I stood on the scale this morning, and the scale was being awfully kind and telling me all was good. But, my body, how I was feeling, was telling me the opposite. I was feeling stuffed. Bloated and rough.
The day before, I had taken advantage of Beijing’s Red Lobster delicious lunchtime offer. It was excellent, but it was also too much for lunch.
I told myself this lie as I peered over the flabby dad body to check the readout from the scale again. Yeah. 92kg. It’s in line with expectations. No exceeding expectations and probably edging into the territory of the expected more ratings if I was to be frightfully honest. I was attempting to justify the potbelly by explaining it off due to the visit to the lobster place.
Truth be told. That was a fraction of the story. I looked in the mirror and said out loud to myself in my best Glaswegian accent.
‘Be honest with yourself, big man, it’s not the Lobster, it’s the pastries’
That is the god awful truth. I know this to be a fact. For the last couple of months, I have been taking full advantage of the pastries that have been placed in my way. They have dragged me back into the unhealthy food routine. The pastries are a terrible eating habit that has become a starter for ten.
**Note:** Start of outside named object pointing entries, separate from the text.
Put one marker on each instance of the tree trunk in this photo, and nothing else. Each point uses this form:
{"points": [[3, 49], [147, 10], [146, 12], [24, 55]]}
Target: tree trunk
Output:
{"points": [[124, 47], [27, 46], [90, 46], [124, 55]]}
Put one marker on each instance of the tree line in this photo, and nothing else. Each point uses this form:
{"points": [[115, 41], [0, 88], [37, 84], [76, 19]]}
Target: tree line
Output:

When I count it out, It is three pastries a day and on a special day… maybe, maybe, a wee bit more. Special days are four pastries.
I counted my days. Special days are frequent. That is one nasty habit or a couple of severe negative patterns resulting in eating too many pastries right there.
I love a good pastry, but scoffing them down in volume is now deeply ingrained into my habits. If I have to do damage control here, then I know it’s the detail of the habit that I need to understand because clearly, munching down on a pastry is a reward.
The process for habits to form has been scientifically proven. There is a TRIGGER, a ROUTINE and then the REWARD. My reward is the pastry, so I needed to find out the routine and the trigger.
Ok, got it. I need to work backwards from each intake. If I find the trigger, I can find a way to rewrite that and change the routine that resulted in the pastry reward.
So what’s my trigger for each pastry?
Pastry number one and often number two is my morning breakfast. The trigger is that the butter I use for my eggs on toast is next to the pastries. The routine is bread into the toaster, grab the butter and take the pastries in hand. Ok, I need to find a way to rewrite that routine habit. Move the butter, or better still, remove the butter from my eggs on toast. Ok, done. I now no longer take butter on my toast with my eggs.
My new reward is eating healthier eggs on toast.
The third pastry is with my coffee when I get to work. Ok, what’s the trigger on this one. Work? Can I remove work from my daily routine? Nope. Not possible yet.
But is work the actual trigger? When I look at the journey into work, my route past the coffee shop and seeing the entrance is the trigger. Can I change the route into work? Yes. Done. The route has been changed, and I will now take the side entrance into work, and in doing so, I no longer pass the cafe.
My new reward is that I can save money from avoiding that everyday coffee.
The fourth pastry is at lunchtime. I go to the quiet cafe with the space where I can get my emails done in peace. The trigger here is getting my emails done at lunchtime. Why do I wait for lunchtime to do email when I can change my morning routine so that I can clear email early and then go on to enjoy a different kind of lunch. Done, morning email routine changed, and lunch is done differently.
I love sushi. I use the money saved from the morning coffee to eat sushi. Sushi is my new reward.
Success on all pastry fronts.
Changing a bad habit is never easy, but if you understand what makes up a habit, you can try and rewrite the brain so that the pattern can be challenged out of your mind.
A habit has three parts to it. A bad habit is the same… three parts.
A Trigger that starts the Routine and then delivers a Reward. If your bad habit is essentially the reward you give yourself, then work back from there.
Ask yourself where, when, and at what time does the habit begin. What am I feeling at that point, and what is the context around that moment in time. What is happening when you start the routine that ends in the thing that you want to change. In my case, the consumption of pastries.
Get clear on the answers to these questions and then set the change by removing or rewiring the trigger. Do not try and rewrite too many habits at once, but start with something and action the desired change repeatedly.
My starting point is four daily pastries. What will yours be?